Trinh Quoc-Dien, Bjartell Anders, Freedland Stephen J, Hollenbeck Brent K, Hu Jim C, Shariat Shahrokh F, Sun Maxine, Vickers Andrew J
CRCHUM, Centre Hospitalier de l'Université de Montréal, Montreal, Canada; Cancer Prognostics and Health Outcomes Unit, Centre Hospitalier de l'Université de Montréal, Montreal, Canada; Vattikuti Urology Institute, Henry Ford Health System, Detroit, MI, USA.
Eur Urol. 2013 Nov;64(5):786-98. doi: 10.1016/j.eururo.2013.04.012. Epub 2013 Apr 19.
Due to the complexity and challenging nature of radical prostatectomy (RP), it is likely that both short- and long-term outcomes strongly depend on the cumulative number of cases performed by the surgeon as well as by the hospital.
To review systematically the association between hospital and surgeon volume and perioperative, oncologic, and functional outcomes after RP.
A systematic review of the literature was performed, searching PubMed, Embase, and Scopus databases for original and review articles between January 1, 1995, and December 31, 2011. Inclusion and exclusion criteria comprised RP, hospital and/or surgeon volume reported as a predictor variable, a measurable end point, and a description of multiple hospitals or surgeons.
Overall 45 publications fulfilled the inclusion criteria, where most data originated from retrospective institutional or population-based cohorts. Studies generally focused on hospital or surgeon volume separately. Although most of these analyses corroborated the impact of increasing volume with better outcomes, some failed to find any significant effect. Studies also differed with respect to the proposed volume cut-off for improved outcomes, as well as the statistical means of evaluating the volume-outcome relationship. Five studies simultaneously compared hospital and surgeon volume, where results suggest that the importance of either hospital or surgeon volume largely depends on the end point of interest.

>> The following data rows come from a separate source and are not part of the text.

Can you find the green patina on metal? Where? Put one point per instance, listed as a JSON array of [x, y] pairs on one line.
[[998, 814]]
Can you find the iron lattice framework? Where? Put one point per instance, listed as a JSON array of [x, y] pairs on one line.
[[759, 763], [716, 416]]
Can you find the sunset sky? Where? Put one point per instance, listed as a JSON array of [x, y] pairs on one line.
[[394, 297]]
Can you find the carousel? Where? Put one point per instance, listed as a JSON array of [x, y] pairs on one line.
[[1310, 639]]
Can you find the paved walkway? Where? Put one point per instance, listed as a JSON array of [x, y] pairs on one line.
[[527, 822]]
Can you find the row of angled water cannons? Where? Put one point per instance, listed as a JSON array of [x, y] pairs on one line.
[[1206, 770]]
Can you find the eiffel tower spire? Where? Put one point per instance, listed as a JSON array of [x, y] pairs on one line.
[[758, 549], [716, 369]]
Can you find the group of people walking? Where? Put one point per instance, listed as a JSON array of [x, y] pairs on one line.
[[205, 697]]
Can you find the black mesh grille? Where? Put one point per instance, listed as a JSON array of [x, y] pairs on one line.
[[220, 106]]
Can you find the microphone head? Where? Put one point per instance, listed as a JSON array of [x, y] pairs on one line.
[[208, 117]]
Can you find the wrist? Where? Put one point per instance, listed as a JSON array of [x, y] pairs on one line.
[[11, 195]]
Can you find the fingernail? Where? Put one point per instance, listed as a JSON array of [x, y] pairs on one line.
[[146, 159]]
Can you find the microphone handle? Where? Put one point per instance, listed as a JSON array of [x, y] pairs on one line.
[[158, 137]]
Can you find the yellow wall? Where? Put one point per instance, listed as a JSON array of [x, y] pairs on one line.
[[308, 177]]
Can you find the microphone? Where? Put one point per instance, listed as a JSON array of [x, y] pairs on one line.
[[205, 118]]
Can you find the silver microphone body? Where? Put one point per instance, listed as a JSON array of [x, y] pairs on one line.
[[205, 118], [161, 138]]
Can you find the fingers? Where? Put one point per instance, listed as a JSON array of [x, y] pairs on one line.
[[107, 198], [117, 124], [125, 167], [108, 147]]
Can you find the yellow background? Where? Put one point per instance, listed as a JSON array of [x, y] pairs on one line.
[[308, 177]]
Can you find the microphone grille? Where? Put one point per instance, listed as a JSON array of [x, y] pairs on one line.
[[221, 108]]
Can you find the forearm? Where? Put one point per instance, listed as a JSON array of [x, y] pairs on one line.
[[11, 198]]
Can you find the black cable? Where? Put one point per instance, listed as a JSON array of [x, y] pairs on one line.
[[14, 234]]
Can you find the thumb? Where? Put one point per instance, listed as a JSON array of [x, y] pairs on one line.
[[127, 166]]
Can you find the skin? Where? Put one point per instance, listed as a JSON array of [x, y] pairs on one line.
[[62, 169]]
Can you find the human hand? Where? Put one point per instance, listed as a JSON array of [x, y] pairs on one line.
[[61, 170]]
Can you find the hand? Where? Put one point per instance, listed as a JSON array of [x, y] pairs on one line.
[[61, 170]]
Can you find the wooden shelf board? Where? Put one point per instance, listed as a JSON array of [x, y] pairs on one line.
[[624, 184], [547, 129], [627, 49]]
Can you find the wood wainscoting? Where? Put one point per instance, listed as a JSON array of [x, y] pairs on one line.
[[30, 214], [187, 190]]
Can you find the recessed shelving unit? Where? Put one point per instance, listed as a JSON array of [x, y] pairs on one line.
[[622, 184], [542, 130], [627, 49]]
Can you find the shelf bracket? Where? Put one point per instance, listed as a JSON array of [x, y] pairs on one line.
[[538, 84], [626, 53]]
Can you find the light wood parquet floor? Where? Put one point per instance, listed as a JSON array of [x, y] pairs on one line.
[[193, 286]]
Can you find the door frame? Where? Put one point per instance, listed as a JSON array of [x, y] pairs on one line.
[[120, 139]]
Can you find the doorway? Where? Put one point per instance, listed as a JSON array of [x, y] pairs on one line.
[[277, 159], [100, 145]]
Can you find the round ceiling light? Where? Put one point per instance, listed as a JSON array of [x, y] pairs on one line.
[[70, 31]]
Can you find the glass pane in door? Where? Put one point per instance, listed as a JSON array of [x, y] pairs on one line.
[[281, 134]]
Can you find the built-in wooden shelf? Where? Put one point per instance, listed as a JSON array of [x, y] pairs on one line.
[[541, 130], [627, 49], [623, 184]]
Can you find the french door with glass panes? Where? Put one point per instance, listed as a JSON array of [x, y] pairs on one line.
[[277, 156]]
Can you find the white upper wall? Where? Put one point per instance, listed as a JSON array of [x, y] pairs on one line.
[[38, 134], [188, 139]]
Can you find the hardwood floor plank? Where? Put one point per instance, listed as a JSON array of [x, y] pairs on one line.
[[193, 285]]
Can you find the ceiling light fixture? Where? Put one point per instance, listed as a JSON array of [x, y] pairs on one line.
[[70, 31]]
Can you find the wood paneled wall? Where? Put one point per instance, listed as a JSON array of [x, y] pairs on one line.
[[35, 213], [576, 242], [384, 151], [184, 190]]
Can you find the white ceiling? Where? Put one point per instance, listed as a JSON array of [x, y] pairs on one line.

Undeniable evidence suggests that increasing volume improves outcomes. Although it would seem reasonable to refer RP patients to high-volume centers, such regionalization may not be entirely practical. As such, the implications of such a shift in practice have yet to be fully determined and warrant further exploration.
由于根治性前列腺切除术(RP)的复杂性和挑战性,其短期和长期结果可能在很大程度上取决于外科医生以及医院所实施病例的累积数量。
系统回顾医院和外科医生手术量与RP术后围手术期、肿瘤学及功能结果之间的关联。
对文献进行系统回顾,检索了1995年1月1日至2011年12月31日期间PubMed、Embase和Scopus数据库中的原始研究和综述文章。纳入和排除标准包括RP、报告为预测变量的医院和/或外科医生手术量、可测量的终点以及对多家医院或外科医生的描述。
共有45篇出版物符合纳入标准,其中大多数数据来自回顾性机构队列或基于人群的队列。研究通常分别关注医院或外科医生手术量。尽管这些分析大多证实了手术量增加与更好结果之间的关联,但也有一些未能发现任何显著影响。研究在提出的改善结果的手术量阈值以及评估手术量与结果关系的统计方法方面也存在差异。五项研究同时比较了医院和外科医生手术量,结果表明医院或外科医生手术量的重要性在很大程度上取决于所关注的终点。
确凿证据表明手术量增加可改善结果。虽然将RP患者转诊至高手术量中心似乎合理,但这种区域化可能并不完全可行。因此,这种实践转变的影响尚未完全确定,值得进一步探索。